I've had enough. I've seen too much of life. I've had enough.
I've been beaten, imprisoned, divorced, orphaned, shot, hospitalised, married, battered, raped and generally shat upon.
I have been done to – left, right and centre.
I've seen too much; and I'm not that old – somewhere between twenty-six and sixteen – but I've had enough.
I want to be I – the I that does things – not the I that gets done to.
Three chances – three chances to ask the same question – three chances to change. Otherwise it's the gun in my pocket.
This shopping mall looks like any other, but wait, those two people look useful.
Hello! Do you want a daughter?
Oh, yes! Good idea! My name is Arthur and my wife here is Jane.
Oh, yes! We'd love to be your mum and dad. What's your name?
You choose one.
We drove to their place, nice place, they discussed my name all the way, nice name, we had a meal, nice meal, they watched TV.
My bed in my room. Then it happened.
Next day, next town, next shopping mall, next chance.
They came to me. I'm Joe and this is Judy. We want you to be our daughter. Your name is Jacky.
This ain't much of a town, but there's plenty of work. This big building here on the left is the plant where Joe works. There's plenty of woods to walk in, just behind the plant. Oh, and that's the river. That's where I work, just over there. And just a few blocks away is our house, not too much of a house, but it's ours and it's comfy.
Dad on my left, Mum on my right, three on the sofa.
So where do you come from? What have you been doing?
My hand put the gun on the coffee table.
Oh! Sorry! Wrong question! No! No questions!
Your name is Jacky. You were born fifteen years ago the day after tomorrow. You are our daughter. That's where you come from. That's what you have been doing.
This was all new. A mum and a dad! People who listened to me, who were kind to me, who liked to have me around.
This was a life to enjoy, but the gun was still in the cupboard, the connection to my past was still there. It was not the gun – it was worse.
My first birthday! Just tears and fifteen candles and everyone said nice things to me.

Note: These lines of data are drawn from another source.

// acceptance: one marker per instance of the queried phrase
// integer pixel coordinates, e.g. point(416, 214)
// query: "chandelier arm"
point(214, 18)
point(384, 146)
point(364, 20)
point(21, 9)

Next day, next surprise – school.
The dumbbell class was just right for me, girls of all different ages, dummies who couldn't read or write.
This was a life to enjoy, but the connection to my past was still there. The drunk, half in the garbage can. The woman, with the black eyes. The dead animals, in the empty house.
Dad worked at the plant. They made bulldozers and cranes and excavators at the plant. Dad knew all about hydraulics. Dad often worked long shifts, late into the night and the next morning. But he always had time for me – he did not talk about hydraulics that much. You could learn a lot from him.
The dummies in my class were great fun – they did not know much – but they were fun. The dumbest one was walking along the street with me one morning when...
We're being followed, aren't we?
She looked over a shoulder. Yeah! There's a big green car following us. And there's a guy with dark glasses in it.
Oh, no! A bit of my past. Let's run!
NO! she said and grabbed my hand tight. We are going to stop, turn round and stare at him.
She was right – after two minutes he drove off.
Mum worked three days a week at the local library. She helped me get a job after my time at school. She always had time for me. You could learn a lot from her.
The connection with my past was still there, but it was easier:
Don't run! Face it! Look it straight in the face!
It was Sunday, Dad took me for a walk along the river, it was a nice day.
You know, you could find a nice boy, settle down and so on. Mum and me would like...
me to get married and give you grandchildren. I laughed.
Then it happened. A big hole appeared in the sky and nasty stuff poured out of it.
Oh! said Dad, I shouldn't have said that. I think we better get out of here.
Oh, Dad! You can't run away from a hole in the sky. Stay here with me!
You didn't say anything wrong, Dad. I think you said something nice. Say it again!